A merger would create a €2.5bn ($2.7bn; £1.8bn) industry leader combining Yoox's discounted out-of-season offers with Net-a-Porter's in-season lines.
Yoox and Net-a-Porter face fierce competition from online rivals and upmarket department stores.
Both companies were launched in 2000 at the height of the dotcom boom, Yoox by Federico Marchetti, a former investment banker, and Net-a-Porter by Natalie Massenet.
There were reports that the two companies had been in merger talks about a year ago.
In 2010, Richemont, which also owns jeweller Cartier and watchmakers Piaget and IWC, bought Net-a-Porter from Ms Massenet.

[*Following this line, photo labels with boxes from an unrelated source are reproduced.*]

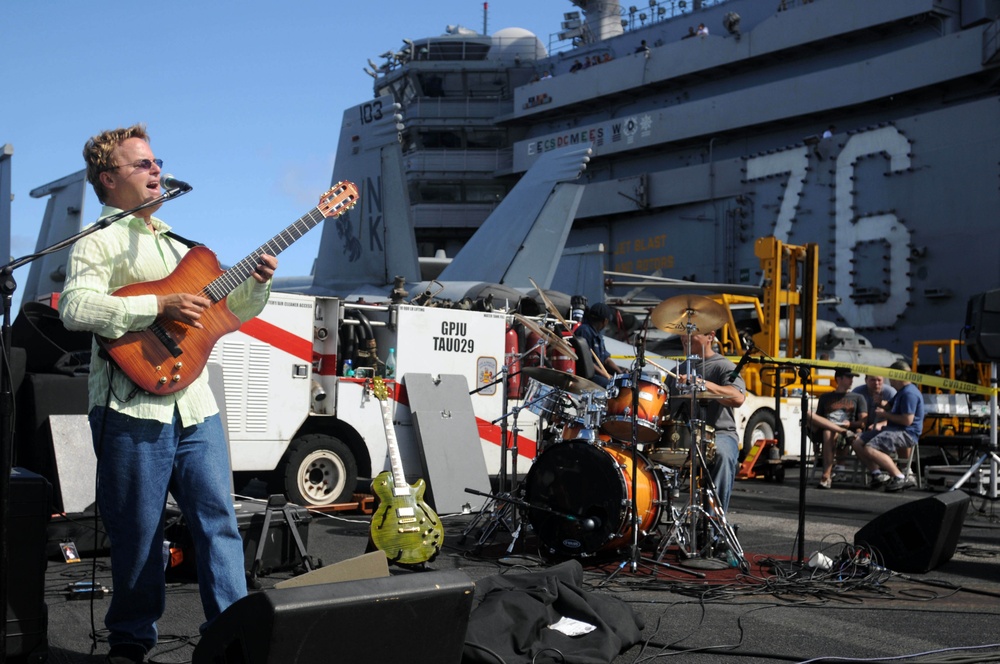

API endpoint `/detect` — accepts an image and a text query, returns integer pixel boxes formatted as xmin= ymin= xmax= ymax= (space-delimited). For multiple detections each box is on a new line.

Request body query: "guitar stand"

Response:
xmin=247 ymin=494 xmax=313 ymax=590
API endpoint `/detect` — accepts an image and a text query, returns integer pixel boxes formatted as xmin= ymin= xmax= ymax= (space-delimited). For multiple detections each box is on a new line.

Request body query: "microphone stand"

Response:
xmin=629 ymin=309 xmax=652 ymax=574
xmin=0 ymin=187 xmax=191 ymax=653
xmin=459 ymin=339 xmax=545 ymax=553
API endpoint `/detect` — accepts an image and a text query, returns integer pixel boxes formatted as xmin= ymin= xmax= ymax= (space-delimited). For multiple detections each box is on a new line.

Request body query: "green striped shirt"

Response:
xmin=59 ymin=206 xmax=271 ymax=426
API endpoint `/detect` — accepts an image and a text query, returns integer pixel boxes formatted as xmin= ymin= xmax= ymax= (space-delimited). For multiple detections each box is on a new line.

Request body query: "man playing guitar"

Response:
xmin=59 ymin=125 xmax=278 ymax=664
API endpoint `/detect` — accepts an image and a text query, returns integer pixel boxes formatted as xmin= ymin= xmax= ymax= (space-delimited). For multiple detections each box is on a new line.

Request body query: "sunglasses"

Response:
xmin=104 ymin=159 xmax=163 ymax=171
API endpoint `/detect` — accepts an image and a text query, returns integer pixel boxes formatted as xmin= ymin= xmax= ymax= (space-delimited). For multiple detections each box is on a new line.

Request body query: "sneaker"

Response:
xmin=885 ymin=477 xmax=917 ymax=491
xmin=868 ymin=473 xmax=889 ymax=489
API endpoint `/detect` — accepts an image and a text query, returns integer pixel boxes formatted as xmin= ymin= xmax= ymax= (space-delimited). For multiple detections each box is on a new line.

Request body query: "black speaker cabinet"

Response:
xmin=854 ymin=491 xmax=969 ymax=574
xmin=0 ymin=468 xmax=50 ymax=663
xmin=197 ymin=570 xmax=474 ymax=664
xmin=965 ymin=288 xmax=1000 ymax=362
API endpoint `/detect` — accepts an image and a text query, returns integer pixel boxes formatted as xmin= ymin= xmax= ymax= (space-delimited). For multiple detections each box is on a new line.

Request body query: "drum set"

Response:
xmin=465 ymin=291 xmax=746 ymax=575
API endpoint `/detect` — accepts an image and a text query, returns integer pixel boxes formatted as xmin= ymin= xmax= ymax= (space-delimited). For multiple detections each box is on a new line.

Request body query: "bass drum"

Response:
xmin=524 ymin=440 xmax=660 ymax=556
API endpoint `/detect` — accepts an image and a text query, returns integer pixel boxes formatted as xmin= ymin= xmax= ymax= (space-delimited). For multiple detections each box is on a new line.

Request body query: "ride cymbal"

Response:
xmin=521 ymin=367 xmax=604 ymax=394
xmin=649 ymin=295 xmax=726 ymax=334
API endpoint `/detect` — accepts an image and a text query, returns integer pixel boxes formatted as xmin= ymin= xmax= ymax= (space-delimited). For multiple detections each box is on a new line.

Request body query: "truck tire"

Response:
xmin=740 ymin=410 xmax=778 ymax=461
xmin=284 ymin=433 xmax=358 ymax=505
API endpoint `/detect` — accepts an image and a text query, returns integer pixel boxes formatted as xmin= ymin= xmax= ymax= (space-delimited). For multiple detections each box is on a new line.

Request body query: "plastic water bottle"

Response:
xmin=385 ymin=348 xmax=396 ymax=378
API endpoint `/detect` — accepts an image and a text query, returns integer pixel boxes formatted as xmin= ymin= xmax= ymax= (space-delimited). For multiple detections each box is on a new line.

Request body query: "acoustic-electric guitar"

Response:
xmin=97 ymin=182 xmax=358 ymax=394
xmin=371 ymin=378 xmax=444 ymax=565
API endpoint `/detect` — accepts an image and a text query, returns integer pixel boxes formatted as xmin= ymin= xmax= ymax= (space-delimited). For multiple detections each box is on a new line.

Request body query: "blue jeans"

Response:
xmin=712 ymin=431 xmax=740 ymax=517
xmin=90 ymin=406 xmax=247 ymax=651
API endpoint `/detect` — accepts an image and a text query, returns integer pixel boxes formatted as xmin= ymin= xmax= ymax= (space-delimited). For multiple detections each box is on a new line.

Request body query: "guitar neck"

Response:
xmin=378 ymin=399 xmax=410 ymax=496
xmin=203 ymin=207 xmax=326 ymax=302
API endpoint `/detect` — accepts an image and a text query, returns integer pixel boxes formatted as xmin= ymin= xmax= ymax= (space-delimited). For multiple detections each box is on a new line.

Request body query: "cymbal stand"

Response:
xmin=656 ymin=321 xmax=747 ymax=568
xmin=656 ymin=420 xmax=747 ymax=568
xmin=458 ymin=339 xmax=547 ymax=553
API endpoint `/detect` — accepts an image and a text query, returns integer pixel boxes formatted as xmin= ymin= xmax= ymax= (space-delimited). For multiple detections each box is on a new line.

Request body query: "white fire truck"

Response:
xmin=209 ymin=293 xmax=538 ymax=505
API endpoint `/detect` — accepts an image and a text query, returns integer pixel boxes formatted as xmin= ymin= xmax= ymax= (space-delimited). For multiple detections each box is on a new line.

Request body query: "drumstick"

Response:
xmin=528 ymin=277 xmax=573 ymax=330
xmin=590 ymin=348 xmax=611 ymax=380
xmin=646 ymin=359 xmax=680 ymax=378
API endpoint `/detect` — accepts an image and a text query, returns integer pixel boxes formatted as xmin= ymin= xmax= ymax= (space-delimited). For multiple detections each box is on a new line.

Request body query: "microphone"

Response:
xmin=160 ymin=173 xmax=191 ymax=191
xmin=729 ymin=344 xmax=756 ymax=380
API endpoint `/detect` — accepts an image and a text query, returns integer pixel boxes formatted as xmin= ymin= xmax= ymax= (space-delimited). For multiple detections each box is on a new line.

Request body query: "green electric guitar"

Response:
xmin=371 ymin=378 xmax=444 ymax=565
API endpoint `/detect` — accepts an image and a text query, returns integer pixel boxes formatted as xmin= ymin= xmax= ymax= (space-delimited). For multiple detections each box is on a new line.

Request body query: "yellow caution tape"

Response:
xmin=615 ymin=356 xmax=997 ymax=397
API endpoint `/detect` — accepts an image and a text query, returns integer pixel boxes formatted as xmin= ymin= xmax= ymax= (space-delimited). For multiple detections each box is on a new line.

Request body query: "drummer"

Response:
xmin=667 ymin=332 xmax=746 ymax=511
xmin=573 ymin=302 xmax=625 ymax=387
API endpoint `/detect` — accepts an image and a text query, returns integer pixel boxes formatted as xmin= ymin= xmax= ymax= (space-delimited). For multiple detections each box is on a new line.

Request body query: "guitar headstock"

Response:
xmin=316 ymin=182 xmax=358 ymax=217
xmin=372 ymin=376 xmax=389 ymax=401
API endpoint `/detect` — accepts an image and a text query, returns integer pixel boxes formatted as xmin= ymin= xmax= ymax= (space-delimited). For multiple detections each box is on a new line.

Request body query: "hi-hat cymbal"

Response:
xmin=521 ymin=367 xmax=604 ymax=394
xmin=649 ymin=295 xmax=727 ymax=334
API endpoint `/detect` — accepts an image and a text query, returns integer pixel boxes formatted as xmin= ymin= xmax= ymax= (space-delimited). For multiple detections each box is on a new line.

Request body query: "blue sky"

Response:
xmin=0 ymin=0 xmax=576 ymax=306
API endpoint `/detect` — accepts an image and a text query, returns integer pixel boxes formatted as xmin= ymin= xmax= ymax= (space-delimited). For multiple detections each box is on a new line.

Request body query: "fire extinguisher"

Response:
xmin=504 ymin=325 xmax=521 ymax=399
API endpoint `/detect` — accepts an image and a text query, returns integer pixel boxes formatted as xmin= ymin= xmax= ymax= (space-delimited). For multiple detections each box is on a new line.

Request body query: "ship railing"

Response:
xmin=410 ymin=203 xmax=496 ymax=228
xmin=406 ymin=96 xmax=514 ymax=120
xmin=548 ymin=0 xmax=736 ymax=55
xmin=406 ymin=149 xmax=513 ymax=173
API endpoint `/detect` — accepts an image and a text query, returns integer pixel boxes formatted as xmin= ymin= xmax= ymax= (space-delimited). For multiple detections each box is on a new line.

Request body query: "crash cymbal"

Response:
xmin=671 ymin=392 xmax=729 ymax=401
xmin=650 ymin=295 xmax=726 ymax=334
xmin=514 ymin=314 xmax=579 ymax=362
xmin=521 ymin=367 xmax=604 ymax=394
xmin=528 ymin=277 xmax=573 ymax=330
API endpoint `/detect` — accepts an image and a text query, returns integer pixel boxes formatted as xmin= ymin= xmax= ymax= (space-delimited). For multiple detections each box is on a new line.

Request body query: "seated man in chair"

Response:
xmin=851 ymin=360 xmax=924 ymax=491
xmin=806 ymin=367 xmax=868 ymax=489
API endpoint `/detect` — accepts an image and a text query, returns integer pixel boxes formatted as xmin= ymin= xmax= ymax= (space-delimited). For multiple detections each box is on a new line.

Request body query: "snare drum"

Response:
xmin=524 ymin=440 xmax=660 ymax=556
xmin=601 ymin=374 xmax=667 ymax=443
xmin=646 ymin=418 xmax=715 ymax=468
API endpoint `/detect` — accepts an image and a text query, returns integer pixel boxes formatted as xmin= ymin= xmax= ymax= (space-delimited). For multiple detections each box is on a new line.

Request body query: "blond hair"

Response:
xmin=83 ymin=123 xmax=149 ymax=203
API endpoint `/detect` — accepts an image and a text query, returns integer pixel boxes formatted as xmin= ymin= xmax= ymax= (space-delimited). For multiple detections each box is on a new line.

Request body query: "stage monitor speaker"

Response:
xmin=197 ymin=570 xmax=474 ymax=664
xmin=965 ymin=288 xmax=1000 ymax=362
xmin=854 ymin=491 xmax=969 ymax=574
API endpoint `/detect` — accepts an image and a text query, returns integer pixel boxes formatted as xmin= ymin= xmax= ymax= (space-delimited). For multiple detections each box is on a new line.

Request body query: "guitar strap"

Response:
xmin=164 ymin=231 xmax=205 ymax=249
xmin=97 ymin=231 xmax=205 ymax=401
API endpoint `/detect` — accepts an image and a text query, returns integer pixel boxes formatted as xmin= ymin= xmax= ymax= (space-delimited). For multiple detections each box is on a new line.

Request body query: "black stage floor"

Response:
xmin=15 ymin=468 xmax=1000 ymax=664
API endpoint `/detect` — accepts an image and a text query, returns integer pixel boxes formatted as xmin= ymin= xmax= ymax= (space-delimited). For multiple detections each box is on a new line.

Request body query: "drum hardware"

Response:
xmin=650 ymin=295 xmax=728 ymax=334
xmin=528 ymin=277 xmax=611 ymax=380
xmin=521 ymin=364 xmax=604 ymax=394
xmin=514 ymin=314 xmax=579 ymax=366
xmin=656 ymin=422 xmax=747 ymax=569
xmin=459 ymin=334 xmax=548 ymax=553
xmin=651 ymin=295 xmax=747 ymax=568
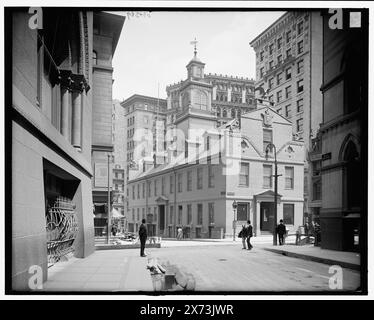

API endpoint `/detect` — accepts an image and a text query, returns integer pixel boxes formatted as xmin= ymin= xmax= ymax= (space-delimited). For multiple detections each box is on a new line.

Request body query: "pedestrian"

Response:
xmin=139 ymin=219 xmax=147 ymax=257
xmin=247 ymin=220 xmax=253 ymax=250
xmin=276 ymin=219 xmax=287 ymax=246
xmin=177 ymin=227 xmax=183 ymax=240
xmin=238 ymin=224 xmax=247 ymax=250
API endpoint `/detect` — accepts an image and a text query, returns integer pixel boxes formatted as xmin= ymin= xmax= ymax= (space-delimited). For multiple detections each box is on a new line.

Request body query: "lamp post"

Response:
xmin=265 ymin=143 xmax=281 ymax=246
xmin=106 ymin=153 xmax=113 ymax=244
xmin=232 ymin=200 xmax=238 ymax=241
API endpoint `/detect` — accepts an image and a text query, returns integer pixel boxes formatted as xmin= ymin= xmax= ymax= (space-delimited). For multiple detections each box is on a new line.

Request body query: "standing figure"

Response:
xmin=139 ymin=219 xmax=147 ymax=257
xmin=238 ymin=224 xmax=248 ymax=250
xmin=247 ymin=220 xmax=253 ymax=250
xmin=276 ymin=219 xmax=286 ymax=246
xmin=177 ymin=227 xmax=183 ymax=240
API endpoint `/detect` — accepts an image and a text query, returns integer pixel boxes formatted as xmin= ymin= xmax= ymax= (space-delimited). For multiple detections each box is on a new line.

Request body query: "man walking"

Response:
xmin=239 ymin=224 xmax=248 ymax=250
xmin=247 ymin=220 xmax=253 ymax=250
xmin=139 ymin=219 xmax=147 ymax=257
xmin=276 ymin=219 xmax=286 ymax=246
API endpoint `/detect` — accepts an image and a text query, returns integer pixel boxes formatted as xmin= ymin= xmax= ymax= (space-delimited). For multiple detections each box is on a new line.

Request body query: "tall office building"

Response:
xmin=250 ymin=11 xmax=322 ymax=220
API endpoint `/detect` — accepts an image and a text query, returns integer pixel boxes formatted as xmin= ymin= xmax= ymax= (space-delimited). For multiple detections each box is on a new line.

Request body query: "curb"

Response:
xmin=263 ymin=248 xmax=361 ymax=271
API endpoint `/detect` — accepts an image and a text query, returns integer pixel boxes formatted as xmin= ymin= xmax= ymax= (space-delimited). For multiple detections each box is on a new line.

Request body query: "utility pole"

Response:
xmin=106 ymin=153 xmax=112 ymax=244
xmin=266 ymin=143 xmax=281 ymax=246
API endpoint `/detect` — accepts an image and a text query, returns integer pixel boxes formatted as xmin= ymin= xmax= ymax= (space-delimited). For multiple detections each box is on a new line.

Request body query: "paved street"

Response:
xmin=147 ymin=245 xmax=360 ymax=291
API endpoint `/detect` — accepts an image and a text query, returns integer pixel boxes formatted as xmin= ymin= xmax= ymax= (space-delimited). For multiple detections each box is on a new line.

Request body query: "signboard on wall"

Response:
xmin=95 ymin=163 xmax=108 ymax=187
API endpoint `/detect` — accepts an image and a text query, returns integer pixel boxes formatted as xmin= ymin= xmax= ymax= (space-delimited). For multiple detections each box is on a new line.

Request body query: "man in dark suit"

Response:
xmin=139 ymin=219 xmax=147 ymax=257
xmin=277 ymin=219 xmax=286 ymax=246
xmin=247 ymin=220 xmax=253 ymax=250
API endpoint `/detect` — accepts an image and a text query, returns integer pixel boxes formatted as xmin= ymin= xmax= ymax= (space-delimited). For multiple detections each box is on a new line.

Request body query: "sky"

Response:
xmin=113 ymin=11 xmax=284 ymax=101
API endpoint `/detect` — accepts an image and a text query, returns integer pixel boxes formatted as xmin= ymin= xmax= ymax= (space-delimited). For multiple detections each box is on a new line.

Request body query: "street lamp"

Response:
xmin=106 ymin=153 xmax=113 ymax=244
xmin=232 ymin=200 xmax=238 ymax=241
xmin=265 ymin=143 xmax=281 ymax=246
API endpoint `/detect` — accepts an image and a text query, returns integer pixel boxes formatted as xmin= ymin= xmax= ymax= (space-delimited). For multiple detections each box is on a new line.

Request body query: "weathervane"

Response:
xmin=191 ymin=37 xmax=198 ymax=57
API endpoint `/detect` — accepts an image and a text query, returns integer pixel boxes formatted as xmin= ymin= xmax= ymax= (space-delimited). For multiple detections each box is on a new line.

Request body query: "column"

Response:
xmin=61 ymin=87 xmax=70 ymax=139
xmin=72 ymin=91 xmax=83 ymax=151
xmin=253 ymin=200 xmax=261 ymax=237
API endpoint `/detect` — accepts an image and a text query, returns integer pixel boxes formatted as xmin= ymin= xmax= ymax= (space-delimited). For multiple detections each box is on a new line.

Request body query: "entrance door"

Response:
xmin=158 ymin=205 xmax=165 ymax=235
xmin=260 ymin=202 xmax=274 ymax=232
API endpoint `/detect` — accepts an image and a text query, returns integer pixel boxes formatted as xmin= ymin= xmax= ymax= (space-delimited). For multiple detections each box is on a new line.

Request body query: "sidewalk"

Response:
xmin=42 ymin=250 xmax=153 ymax=292
xmin=263 ymin=244 xmax=360 ymax=270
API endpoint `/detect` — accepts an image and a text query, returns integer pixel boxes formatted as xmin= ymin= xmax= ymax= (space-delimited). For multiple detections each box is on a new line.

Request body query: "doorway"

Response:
xmin=260 ymin=202 xmax=274 ymax=232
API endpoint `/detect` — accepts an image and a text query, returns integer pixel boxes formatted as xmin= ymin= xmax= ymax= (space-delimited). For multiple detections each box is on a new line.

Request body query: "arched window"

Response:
xmin=92 ymin=50 xmax=97 ymax=65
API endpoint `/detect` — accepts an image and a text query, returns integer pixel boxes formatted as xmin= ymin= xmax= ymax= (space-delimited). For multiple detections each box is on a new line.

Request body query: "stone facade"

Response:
xmin=250 ymin=11 xmax=322 ymax=225
xmin=10 ymin=8 xmax=123 ymax=291
xmin=128 ymin=107 xmax=304 ymax=238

The London-based site, arranged in the style of a fashion magazine, is estimated to have annual sales of €700m and to be worth between €1.3bn and €1.5bn.
The site says it is viewed by some 6 million users a month.
Richemont does not break down results from Net-a-Porter, but it is thought that distributing to 170 countries and setting up network of distribution centres has weighed on profits.
The Yoox model
Meanwhile, Yoox developed a different business model, buying overstocked or unsold items from previous seasons from high-profile fashion houses such as Dolce & Gabbana, Armani and Cavalli, and selling them online at a discount.
It also operates full-price online stores - what it calls "monobrand e-shops" - for the biggest fashion houses, describing them as being "powered by Yoox".
The formula is proving to be very profitable. 2014 saw its net profit rise by 9.4% to €13.8m.
Yoox's shares surged in Milan after the announcement, rising 8.9% to 22.95 euros. Richemont shares dropped 0.2% on the Swiss Market Index to 79.75 Swiss francs.